← Back to homepage

Day 4: Foiled by a Napkin

Today

CPU Caching (code)

I was able to get a piece of code running which I think tests something very specific related to CPU caching.

fn run(stride_length: usize) {
    const COUNT: usize = 10000;
    let data = vec![1u8; COUNT * stride_length];

    for _ in 0..1000 {
        for i in 0..COUNT {
            let datum: &u8 = &data[i * stride_length];

            unsafe {
                let _ = std::ptr::read_volatile(datum);
            }
        }
    }
}

This time:

  • There are is a fixed number of iterations
  • We are reading a single byte per iteration

My hypothesis with this code is that when the stride length is small the performance would be better than when stride length is large. In particular, once stride length becomes greater than CACHE_LINE_SIZE / 2 - 1, then each byte we read could potentially be a cache miss and we would need to bring that page into cache.

Runtime vs Stride Length

For once reality agreed with our hypothesis. Runtime increases linearly for strides of length < 128 (which is the cache line size on an M3 chip). After 128 bytes it jumps all over the place, but always at almost the same level. It stays roughly the same level (5-7.5ms) because the stride length is sufficiently large that every single read incurs at least a single cache miss and requires the CPU to read from memory. I’m not quite sure why the runtime is all over the place after 128 but I would bet it has something to do with alignment. For example, stepping by 192 bytes at a time (which is 1.5 times the size of a cache line) takes approximately 5.7ms which is much lower than the 8ms runtime with a stride length of 174.

What is cool to see here is that we can do a bit of reverse Napkin Math to make sure that the numbers we are seeing line up with what we should have expected (reminder to try and do some of these calculations before running the experiments next time!)

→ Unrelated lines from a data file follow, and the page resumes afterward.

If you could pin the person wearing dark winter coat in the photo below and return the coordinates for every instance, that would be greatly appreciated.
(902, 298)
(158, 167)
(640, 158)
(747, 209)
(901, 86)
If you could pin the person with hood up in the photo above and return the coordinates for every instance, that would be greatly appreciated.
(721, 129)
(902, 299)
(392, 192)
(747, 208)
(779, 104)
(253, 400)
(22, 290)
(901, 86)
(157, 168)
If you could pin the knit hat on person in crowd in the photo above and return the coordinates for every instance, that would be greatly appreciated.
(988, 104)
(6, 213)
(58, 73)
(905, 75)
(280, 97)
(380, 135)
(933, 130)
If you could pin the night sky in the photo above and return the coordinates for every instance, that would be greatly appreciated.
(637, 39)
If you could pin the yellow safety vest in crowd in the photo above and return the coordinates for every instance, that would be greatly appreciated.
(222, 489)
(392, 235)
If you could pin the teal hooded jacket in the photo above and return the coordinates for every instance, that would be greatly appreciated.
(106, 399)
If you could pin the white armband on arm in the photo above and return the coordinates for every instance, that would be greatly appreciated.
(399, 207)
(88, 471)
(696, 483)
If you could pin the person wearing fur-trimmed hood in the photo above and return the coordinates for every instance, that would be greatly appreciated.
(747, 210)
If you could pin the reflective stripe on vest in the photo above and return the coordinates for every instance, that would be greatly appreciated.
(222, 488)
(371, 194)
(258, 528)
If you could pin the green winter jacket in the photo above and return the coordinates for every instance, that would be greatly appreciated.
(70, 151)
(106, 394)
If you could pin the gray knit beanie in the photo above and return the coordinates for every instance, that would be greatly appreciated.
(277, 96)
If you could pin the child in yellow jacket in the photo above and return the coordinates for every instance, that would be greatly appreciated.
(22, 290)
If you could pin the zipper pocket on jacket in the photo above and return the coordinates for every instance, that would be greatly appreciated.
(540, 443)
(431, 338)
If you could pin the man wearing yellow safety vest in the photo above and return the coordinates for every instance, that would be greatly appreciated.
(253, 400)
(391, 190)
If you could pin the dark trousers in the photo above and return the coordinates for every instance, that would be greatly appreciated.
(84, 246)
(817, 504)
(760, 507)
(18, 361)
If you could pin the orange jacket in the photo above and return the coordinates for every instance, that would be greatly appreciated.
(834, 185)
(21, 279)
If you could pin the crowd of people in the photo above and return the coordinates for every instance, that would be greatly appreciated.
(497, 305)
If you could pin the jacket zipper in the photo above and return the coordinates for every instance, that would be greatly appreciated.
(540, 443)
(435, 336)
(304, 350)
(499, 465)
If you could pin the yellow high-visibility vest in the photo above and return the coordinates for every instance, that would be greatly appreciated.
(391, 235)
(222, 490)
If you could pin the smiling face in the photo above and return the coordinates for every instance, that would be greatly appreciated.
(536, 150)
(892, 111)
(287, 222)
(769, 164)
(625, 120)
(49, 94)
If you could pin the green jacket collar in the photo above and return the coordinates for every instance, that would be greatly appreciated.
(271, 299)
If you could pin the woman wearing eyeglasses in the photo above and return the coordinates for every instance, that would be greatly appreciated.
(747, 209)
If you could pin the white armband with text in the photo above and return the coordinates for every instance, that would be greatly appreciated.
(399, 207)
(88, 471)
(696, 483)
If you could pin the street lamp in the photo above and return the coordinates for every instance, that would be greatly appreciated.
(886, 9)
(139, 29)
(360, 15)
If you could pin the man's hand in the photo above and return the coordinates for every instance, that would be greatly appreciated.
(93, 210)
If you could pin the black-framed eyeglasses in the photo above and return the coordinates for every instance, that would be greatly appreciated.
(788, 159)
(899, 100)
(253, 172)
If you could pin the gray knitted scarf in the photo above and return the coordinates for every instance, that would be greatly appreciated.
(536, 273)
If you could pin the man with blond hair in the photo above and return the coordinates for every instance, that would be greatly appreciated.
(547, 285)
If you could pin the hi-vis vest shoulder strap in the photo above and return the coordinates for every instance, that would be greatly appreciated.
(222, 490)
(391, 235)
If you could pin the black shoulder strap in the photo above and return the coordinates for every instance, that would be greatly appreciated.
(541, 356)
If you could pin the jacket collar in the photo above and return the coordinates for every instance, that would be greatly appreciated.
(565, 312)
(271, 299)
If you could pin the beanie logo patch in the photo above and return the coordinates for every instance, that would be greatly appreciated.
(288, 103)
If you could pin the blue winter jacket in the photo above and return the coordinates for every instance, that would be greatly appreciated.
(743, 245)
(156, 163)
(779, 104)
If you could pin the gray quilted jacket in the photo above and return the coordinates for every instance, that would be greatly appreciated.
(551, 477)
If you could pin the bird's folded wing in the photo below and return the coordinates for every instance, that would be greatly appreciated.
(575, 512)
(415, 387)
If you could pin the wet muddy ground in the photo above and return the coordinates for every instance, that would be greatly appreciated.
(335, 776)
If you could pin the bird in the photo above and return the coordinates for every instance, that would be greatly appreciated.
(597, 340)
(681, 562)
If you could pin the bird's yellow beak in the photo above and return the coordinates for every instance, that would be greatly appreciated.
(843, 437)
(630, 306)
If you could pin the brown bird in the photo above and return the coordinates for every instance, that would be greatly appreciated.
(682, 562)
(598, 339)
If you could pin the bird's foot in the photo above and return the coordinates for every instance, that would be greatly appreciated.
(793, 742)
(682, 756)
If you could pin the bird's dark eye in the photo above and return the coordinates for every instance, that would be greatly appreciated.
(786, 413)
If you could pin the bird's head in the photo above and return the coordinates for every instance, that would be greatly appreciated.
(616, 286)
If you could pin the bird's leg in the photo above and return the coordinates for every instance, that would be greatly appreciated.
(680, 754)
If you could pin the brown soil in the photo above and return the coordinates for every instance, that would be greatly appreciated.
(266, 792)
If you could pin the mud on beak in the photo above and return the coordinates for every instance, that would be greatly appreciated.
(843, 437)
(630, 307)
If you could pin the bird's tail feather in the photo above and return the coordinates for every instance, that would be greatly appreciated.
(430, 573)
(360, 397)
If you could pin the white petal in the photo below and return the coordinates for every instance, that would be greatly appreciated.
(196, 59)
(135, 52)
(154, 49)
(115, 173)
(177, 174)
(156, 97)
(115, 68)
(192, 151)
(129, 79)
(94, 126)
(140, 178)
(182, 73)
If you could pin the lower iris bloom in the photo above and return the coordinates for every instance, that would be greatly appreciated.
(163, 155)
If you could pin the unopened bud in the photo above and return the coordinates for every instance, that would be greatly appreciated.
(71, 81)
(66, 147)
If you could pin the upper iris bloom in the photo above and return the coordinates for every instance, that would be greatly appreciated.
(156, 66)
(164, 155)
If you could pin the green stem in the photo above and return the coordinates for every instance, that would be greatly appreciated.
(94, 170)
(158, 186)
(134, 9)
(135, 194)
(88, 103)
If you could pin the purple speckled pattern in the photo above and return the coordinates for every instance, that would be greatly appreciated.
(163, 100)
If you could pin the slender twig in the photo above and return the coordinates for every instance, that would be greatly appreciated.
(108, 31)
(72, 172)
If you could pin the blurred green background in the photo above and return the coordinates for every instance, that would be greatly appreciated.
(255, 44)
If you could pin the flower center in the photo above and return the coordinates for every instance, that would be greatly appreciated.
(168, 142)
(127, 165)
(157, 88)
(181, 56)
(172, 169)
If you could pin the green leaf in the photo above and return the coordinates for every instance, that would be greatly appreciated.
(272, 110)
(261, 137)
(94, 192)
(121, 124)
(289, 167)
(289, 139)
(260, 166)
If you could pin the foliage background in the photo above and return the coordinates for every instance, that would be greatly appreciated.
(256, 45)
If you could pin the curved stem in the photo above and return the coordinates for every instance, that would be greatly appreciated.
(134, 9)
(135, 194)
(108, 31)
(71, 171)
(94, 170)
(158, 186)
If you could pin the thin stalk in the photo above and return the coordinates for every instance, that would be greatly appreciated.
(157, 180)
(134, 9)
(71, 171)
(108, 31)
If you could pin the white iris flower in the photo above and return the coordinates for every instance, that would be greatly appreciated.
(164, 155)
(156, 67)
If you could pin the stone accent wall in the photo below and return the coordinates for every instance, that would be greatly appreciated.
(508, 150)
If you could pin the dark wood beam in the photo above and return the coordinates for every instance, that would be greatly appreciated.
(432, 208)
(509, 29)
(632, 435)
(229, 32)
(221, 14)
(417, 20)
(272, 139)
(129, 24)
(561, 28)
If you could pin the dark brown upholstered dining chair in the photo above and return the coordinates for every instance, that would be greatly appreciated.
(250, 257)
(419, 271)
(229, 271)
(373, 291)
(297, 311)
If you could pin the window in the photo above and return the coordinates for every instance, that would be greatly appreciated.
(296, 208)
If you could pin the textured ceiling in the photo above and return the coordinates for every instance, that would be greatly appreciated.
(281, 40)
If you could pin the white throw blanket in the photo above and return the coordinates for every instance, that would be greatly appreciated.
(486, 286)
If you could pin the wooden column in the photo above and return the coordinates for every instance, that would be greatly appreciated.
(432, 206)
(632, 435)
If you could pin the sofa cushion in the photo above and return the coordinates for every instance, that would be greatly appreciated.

Nevermind, now that I did the Napkin Math I’m getting surprising results. For example, for 1 byte strides, we expect to get 127 cache hits + 1 read from main memory per 128 strides, since this is the cache line size on an M3. From Latency Numbers Every Programmer Should Know, (0.5ns L1 cache hit latency * (127 cache hits per 128 strides) + 100ns cache miss) * 10000 bytes data size / 128 byes cache line size * 1000 iterations =~ 12ms. But we’re getting 2ms so this is 1 order of magnitude off!

I spent a lot of the rest of the day trying to figure out where the delta between my empirical results and the napkin math is coming from. I even tried provisioning a bare metal server from Vultr and running my code on that to see if something special is happening on my M3 machine. But this took up most of my day and I’m not sure I gained any additional understanding.

To summarize what I’ve learned so far:

  • You have to make sure when doing these sorts of performance experiments that the compiler isn’t optimizing something away that you think should impact your results
  • Don’t assume cache lines are 64 bytes
  • Don’t assume any particular caching architectures. Different CPUs can do things very differently e.g. M-series chips have P/E cores
  • Running this code on shared VMs in the public cloud will not give reliable results, because of the noisy neighbour problem. You need bare metal servers

None of these were really what I set out to learn (impact of data structure alignment) but nonetheless I’m happy to get started learning about this topic.

Summary

I aimed to get started on the pytorch ARENA material today, which I didn’t touch, and continue with some CPU caching experiments, which I spent most of my day on.

I’m not super upbeat about my progress today, since it felt like I just spun my wheels a lot trying to understand why my napkin math didn’t line up with reality. I’ve been in this place before, where I’m unable to reconcile theoretical calculations to empirical measurements. I get frustrated because I end up trying to randomly change my code a bunch trying to get the numbers to line up. The better thing to do would be to have a hypothesis and specifically test that. But it’s hard to make hypotheses without a better understanding of the fundamentals. I’m contemplating going through nand2tetris so I can start developing a more fundamental understanding of this material. I think that that point it will become easier to know what questions to ask.

Tomorrow

There are two calls I’m excited for tomorrow - one on building our volitional muscles and the other on AI safety. Given that I don’t feel like I accumulated momentum today I think it would be best tomorrow to actually make progress on finishing my bytecode interpreter.